La 'ndrangheta torna a colpire in Calabria, nel Vibonese. E' stato ucciso nel pomeriggio matteo vinci, un informatore farmaceutico di 42 anni che si era candidato alle ultime elezioni comunali. L'attentato è avvenuto a Cervolaro, nei pressi di Limbadi, nel cuore dell’entroterra vibonese. Insieme a Vinci è rimasto ferito il padre, il primo che ha chiamato i soccorsi. Per gli inquirenti non ci sono dubbi: 'E' stata la ndrangheta'

La 'ndrangheta colpisce nel vibonese: una bomba esplode in Calabria, ucciso un politico

Il boato dell'autobomba è stato fortissimo, Vinci è morto sul colpo.

L'uomo si sarebbe fratturato le gambe e sarebbe morto tra le fiamme della sua auto, mentre il padre, che era in auto al suo fianco, è rimasto ferito ed è stato ricoverato in gravi condizioni. A dare l’allarme, poco dopo le 15, sarebbe stato il padre dell’uomo, che dopo l’esplosione ha chiamato la moglie chiedendole di chiamare i soccorsi. Sul posto sono immediatamente arrivati i Vigili del fuoco e un'ambulanza. Come riporta la stampa locale, sul posto sono intervenuti anche il questore di Vibo Valentia e i carabinieri del gruppo "Cacciatori di Calabria"

Bomba nel vibonese, la prima ricostruzione degli inquirenti

Secondo una prima ricostruzione degli inquirenti non ci sarebbero dubbi: 'Si tratta di un'esecuzione della 'ndrangheta locale'.

A far esplodere l’auto delle vittime non è sttato un malfunzionamento nell’impianto di alimentazione a gpl, ma una bomba.
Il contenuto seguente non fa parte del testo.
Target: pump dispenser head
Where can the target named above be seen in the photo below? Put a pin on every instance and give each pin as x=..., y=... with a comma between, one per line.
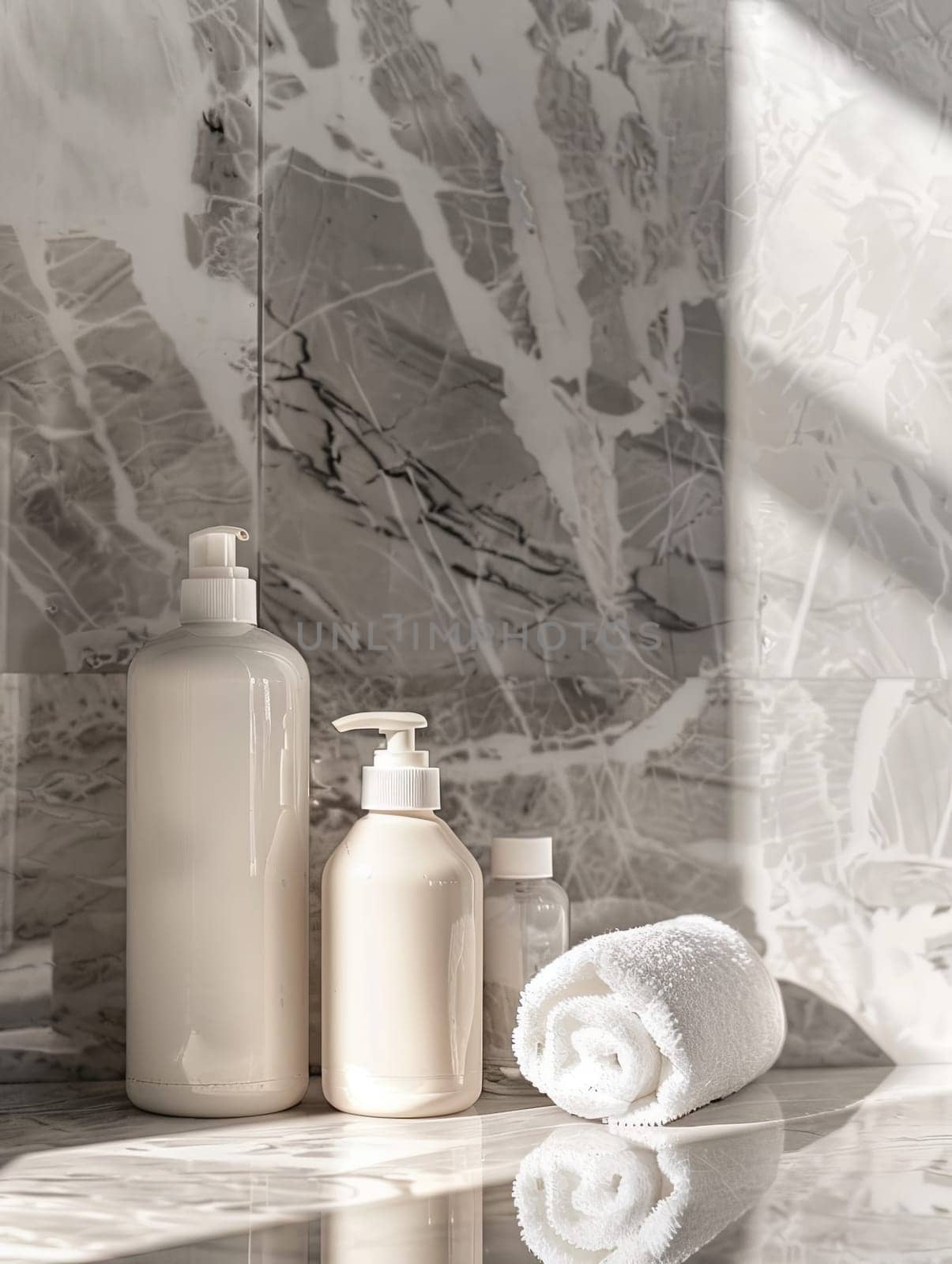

Non a caso dell'omicidio Vinci si sta occupando anche la Direzione distrettuale antimafia di Catanzaro che ha preso in mano il coordinamento delle indagini ed hanno iniziato ad interrogare brevemente il papà 75enne delle vittima.
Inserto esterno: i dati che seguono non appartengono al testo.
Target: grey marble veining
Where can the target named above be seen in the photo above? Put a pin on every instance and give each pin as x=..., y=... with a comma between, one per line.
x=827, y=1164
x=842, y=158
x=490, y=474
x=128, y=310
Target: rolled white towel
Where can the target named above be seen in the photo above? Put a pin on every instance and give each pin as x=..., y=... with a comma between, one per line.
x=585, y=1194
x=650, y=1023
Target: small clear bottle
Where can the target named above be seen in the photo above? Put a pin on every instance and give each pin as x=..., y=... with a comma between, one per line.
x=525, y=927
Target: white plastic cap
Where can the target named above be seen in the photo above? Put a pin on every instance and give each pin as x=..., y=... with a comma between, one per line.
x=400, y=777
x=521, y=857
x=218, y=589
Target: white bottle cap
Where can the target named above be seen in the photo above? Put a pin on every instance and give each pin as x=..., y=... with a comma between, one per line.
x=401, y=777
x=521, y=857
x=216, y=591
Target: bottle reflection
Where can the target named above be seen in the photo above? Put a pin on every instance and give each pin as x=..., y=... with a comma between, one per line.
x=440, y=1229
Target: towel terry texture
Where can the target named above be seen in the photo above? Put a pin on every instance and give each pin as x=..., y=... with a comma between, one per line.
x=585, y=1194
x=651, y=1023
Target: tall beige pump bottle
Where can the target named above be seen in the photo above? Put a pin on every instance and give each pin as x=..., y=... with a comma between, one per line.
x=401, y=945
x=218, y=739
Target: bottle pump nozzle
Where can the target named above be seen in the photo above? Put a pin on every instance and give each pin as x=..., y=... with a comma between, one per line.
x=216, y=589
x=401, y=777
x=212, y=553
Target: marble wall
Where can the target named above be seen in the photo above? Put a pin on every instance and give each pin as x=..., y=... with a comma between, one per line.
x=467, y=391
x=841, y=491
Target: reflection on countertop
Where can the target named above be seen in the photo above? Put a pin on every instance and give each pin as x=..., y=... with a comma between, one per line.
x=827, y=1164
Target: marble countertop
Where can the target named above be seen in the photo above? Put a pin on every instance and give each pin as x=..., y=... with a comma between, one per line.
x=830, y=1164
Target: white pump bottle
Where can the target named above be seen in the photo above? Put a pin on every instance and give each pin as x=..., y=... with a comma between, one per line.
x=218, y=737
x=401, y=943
Le condizioni dell'uomo, però, non hanno consentito agli investigatori di fare una ricostruzione approfondita. Da quanto risulta, Vinci non era mai finito in indagini di mafia. Aveva qualche precedente, ma solo per una banale rissa anche con il potentissimo clan locale dei Mancuso. Dopo lo scoppio dell'autobomba, il prefetto Guido Longo ha convocato d’urgenza un comitato per l’ordine e la sicurezza pubblica.

Nel vibonese, in queste ore, il clima di tensione si respira da diversi giorni: la stele commemorativa per ricordare Filippo Ceravolo, diciannovenne ucciso per errore nel corso di un agguato, è stata danneggiata la notte scorsa. 'E anche questo - commentano gli investigatori - è un messaggio inequivocabile'.